World's End
- Author: Mark Chadbourn
- Language: English
- Series: The Age of Misrule
- Set in: Fantasy
- Publisher: Millennium Publications, Gollancz (imprint)
- Publication date: 1999
- Publication place: United Kingdom
- Media type: Print (paperback)
- Pages: 557
- ISBN: 1857989805
- OCLC: 836934631
- Followed by: Darkest Hour

= World's End (Chadbourn novel) =

Fantasy novel

World's End is a novel written by British author Mark Chadbourn and the initial entry in The Age of Misrule trilogy. It was first published in Great Britain by Millennium on 14 September 2000. An edition collecting all three books in The Age of Misrule series (World's End, Darkest Hour and Always Forever) was published in Great Britain on 14 September 2006.

==Plot==
Jack 'Church' Churchill and Ruth Gallagher witness a horrific supernatural creature kill a man underneath Albert Bridge on the Thames. While Ruth is suspended from work, Church discovers that similar odd events are happening all across Britain and a message from a woman named Laura, who claims to know how all these events are linked. They decide to visit her. Along the way, Church and Ruth pick up an old hippie named Tom. Laura explains to them that she was walking near an industrial estate when she was pulled to 'somewhere else' and told the world was going to change forever. She takes them to the place.

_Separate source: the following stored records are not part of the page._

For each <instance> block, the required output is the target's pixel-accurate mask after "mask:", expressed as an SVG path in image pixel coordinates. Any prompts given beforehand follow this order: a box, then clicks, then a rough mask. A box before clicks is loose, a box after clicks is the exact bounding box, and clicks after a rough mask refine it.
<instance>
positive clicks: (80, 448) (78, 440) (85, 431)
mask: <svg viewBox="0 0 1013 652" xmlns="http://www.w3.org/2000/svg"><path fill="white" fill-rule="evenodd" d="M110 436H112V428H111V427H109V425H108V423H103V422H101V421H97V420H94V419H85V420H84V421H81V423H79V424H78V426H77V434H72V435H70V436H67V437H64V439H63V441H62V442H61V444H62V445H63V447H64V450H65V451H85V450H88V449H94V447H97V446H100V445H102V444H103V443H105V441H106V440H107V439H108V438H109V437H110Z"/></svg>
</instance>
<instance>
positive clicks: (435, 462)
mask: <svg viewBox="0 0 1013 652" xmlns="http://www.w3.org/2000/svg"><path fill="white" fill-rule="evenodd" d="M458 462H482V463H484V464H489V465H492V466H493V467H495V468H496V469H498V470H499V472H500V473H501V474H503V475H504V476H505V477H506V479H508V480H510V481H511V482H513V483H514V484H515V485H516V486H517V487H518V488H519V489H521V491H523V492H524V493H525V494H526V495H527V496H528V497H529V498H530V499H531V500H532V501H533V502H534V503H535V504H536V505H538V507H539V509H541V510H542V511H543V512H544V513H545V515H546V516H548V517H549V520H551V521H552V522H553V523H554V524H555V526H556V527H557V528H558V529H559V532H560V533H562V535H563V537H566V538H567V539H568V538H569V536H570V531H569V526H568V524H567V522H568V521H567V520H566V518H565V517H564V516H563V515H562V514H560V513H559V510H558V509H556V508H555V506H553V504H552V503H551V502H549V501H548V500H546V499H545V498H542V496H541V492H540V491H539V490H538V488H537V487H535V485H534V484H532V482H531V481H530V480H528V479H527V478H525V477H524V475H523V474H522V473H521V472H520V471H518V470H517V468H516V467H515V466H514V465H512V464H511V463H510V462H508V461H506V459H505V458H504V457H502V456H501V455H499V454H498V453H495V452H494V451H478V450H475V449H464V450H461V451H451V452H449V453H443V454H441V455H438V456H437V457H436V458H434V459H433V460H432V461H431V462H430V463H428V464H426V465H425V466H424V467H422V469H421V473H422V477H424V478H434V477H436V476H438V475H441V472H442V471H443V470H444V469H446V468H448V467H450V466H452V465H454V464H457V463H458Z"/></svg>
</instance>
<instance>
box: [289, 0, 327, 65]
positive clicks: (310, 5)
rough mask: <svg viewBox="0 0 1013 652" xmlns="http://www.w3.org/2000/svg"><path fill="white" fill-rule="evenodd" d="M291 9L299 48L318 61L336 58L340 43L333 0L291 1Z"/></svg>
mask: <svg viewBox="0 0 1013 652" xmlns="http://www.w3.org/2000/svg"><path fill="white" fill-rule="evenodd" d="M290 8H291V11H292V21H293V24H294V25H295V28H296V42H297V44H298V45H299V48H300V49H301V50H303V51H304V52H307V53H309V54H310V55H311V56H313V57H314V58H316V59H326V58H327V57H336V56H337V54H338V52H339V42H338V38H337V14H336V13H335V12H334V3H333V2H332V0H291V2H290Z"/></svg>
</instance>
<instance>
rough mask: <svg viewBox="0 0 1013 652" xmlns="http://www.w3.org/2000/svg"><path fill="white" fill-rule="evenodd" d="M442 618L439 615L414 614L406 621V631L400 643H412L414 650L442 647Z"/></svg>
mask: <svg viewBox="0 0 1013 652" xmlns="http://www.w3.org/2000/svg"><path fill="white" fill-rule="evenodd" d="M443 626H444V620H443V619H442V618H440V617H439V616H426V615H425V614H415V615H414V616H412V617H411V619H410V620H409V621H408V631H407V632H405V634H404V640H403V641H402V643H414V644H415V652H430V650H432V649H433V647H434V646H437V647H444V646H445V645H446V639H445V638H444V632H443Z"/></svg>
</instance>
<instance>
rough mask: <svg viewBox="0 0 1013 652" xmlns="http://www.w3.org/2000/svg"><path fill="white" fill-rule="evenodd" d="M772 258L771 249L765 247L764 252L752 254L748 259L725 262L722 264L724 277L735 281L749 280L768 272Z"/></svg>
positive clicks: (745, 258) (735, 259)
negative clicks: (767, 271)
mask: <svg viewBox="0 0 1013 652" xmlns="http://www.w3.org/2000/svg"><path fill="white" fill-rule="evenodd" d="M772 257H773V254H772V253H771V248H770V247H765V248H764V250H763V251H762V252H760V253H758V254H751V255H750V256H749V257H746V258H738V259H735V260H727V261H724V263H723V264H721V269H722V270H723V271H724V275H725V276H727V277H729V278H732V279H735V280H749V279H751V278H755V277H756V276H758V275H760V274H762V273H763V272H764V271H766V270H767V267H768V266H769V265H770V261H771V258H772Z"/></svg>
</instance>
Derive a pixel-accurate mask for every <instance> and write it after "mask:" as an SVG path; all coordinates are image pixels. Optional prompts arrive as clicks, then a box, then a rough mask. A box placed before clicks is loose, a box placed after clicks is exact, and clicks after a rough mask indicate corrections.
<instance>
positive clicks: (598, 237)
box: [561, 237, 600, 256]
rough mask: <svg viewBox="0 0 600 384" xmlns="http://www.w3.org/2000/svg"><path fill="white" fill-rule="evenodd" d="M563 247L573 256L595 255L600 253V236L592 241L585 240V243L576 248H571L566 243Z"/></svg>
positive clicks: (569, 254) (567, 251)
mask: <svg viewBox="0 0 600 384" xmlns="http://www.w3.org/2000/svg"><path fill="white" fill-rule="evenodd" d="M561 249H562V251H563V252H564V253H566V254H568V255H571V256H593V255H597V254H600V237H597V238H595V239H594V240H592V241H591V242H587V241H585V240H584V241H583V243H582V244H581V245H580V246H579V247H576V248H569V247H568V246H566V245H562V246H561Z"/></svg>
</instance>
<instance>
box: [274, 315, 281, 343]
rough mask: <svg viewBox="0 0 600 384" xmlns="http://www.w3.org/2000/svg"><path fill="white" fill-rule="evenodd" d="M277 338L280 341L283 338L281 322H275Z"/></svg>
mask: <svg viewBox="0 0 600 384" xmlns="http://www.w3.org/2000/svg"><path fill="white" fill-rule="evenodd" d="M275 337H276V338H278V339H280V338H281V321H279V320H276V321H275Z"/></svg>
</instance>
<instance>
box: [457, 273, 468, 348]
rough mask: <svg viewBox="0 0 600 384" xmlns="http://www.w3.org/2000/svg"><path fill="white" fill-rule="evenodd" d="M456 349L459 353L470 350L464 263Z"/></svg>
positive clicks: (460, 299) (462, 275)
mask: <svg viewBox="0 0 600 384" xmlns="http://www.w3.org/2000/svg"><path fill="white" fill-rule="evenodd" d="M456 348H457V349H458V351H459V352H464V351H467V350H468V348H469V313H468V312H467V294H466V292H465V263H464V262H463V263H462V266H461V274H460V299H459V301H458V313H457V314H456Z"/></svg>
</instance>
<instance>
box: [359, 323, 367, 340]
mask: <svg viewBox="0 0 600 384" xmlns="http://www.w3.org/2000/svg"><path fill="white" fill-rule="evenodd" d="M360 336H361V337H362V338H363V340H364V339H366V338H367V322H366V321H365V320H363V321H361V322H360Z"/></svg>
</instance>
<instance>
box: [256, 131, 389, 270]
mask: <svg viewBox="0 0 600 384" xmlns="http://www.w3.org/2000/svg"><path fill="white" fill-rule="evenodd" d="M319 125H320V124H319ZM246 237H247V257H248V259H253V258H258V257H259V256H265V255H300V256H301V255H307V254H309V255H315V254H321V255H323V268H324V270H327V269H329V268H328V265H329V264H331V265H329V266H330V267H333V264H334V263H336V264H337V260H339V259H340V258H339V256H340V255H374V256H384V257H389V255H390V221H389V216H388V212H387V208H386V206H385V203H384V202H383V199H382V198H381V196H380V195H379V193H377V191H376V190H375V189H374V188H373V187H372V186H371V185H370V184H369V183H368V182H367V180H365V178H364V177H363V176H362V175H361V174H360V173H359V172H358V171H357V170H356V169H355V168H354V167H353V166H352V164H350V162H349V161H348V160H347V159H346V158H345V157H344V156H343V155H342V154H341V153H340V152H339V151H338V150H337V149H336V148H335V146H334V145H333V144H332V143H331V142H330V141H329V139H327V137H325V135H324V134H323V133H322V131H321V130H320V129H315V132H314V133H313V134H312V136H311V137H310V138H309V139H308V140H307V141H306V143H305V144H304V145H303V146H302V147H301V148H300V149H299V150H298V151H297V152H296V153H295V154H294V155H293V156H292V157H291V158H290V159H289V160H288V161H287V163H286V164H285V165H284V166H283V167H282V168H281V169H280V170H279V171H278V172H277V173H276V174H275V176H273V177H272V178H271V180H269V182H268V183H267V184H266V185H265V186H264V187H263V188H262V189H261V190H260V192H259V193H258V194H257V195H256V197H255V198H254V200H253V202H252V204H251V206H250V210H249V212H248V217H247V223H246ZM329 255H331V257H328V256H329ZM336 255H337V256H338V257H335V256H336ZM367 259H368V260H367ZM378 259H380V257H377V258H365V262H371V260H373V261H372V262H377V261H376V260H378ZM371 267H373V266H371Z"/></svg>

When they arrive, Church and Laura are pulled into a hole in the air. Church finds himself in a tower floating in space. As he makes his way through, he opens various doors and experiences visions, the first of which calls him a Brother of Dragons. A woman gives Church a lantern called the Wayfinder and tasks him with using it to find four other Brothers and Sisters of Dragons and four Treasures of the Tuatha Dé Danann that will empower her people, the Golden Ones, to fight the Night Walkers, who have Tom and Ruth surrounded. Church realises that Laura led him here on purpose, under the woman's orders. Church and Laura return through the hole in the air to find the estate in ruins in the aftermath of Ruth and Tom's escape attempt. They reunite with Ruth and reluctantly leave without Tom, whom they cannot find. Church deduces that Ruth and Laura are both Sisters of Dragons.

They follow the Wayfinder to Avebury and pass a test that nets them the first treasure, a powerful magical stone. This attracts the attention of the Wild Hunt, who pursue them and the stone across the moors. Church falls down a mineshaft, where the Night Walkers capture him and the Wayfinder. He meets fellow captive Ryan Veitch, whom Church recognizes as a Brother of Dragons. One of the Night Walkers, Catalin, tortures Church for information on the stone to no avail. Church also reunites with Tom, who calls the Night Walkers Fomorians and the Golden Ones Tuatha Dé Danann. The woman from the tower revisits Church and helps them escape. They retrieve the Wayfinder and follow its light across Dartmoor.

Ruth and Laura, meanwhile, find the last Brother of Dragons, Shavi, in a van on the side of the road. The three escape the Hunt to Glastonbury. At the Abbey, they meet James, a priest who says the 'Grail'—corresponding to one of the treasures, the cauldron—awaits them at Glastonbury Tor. He tells them that many dangers await, as legend says the leader of the Hunt lives there, but to obtain what they seek, they must take some water from the well to the tor at first light.

== Reception ==
Fantasy Book Review said that the author put detail into the work as if "he's walked every path, and driven every road that the characters have travelled upon. It all helps to make the book feel that bit more authentic than the average story" and that "it's a good start to the series; with a strong ending leaving ...[the reader] wanting more." It gave the book a 9 out of 10.

SFSignal gave the book 5 stars out of 5 stars. It praised how the book made the "transition from modern normalcy to chaos smooth and believable" and how "celtic myths and Arthurian legends ..sic[are] interwoven with English landscape".

Nathan Brazil of SFsite.com called it a great book for its sarcastic humour and an "essential dark fantasy".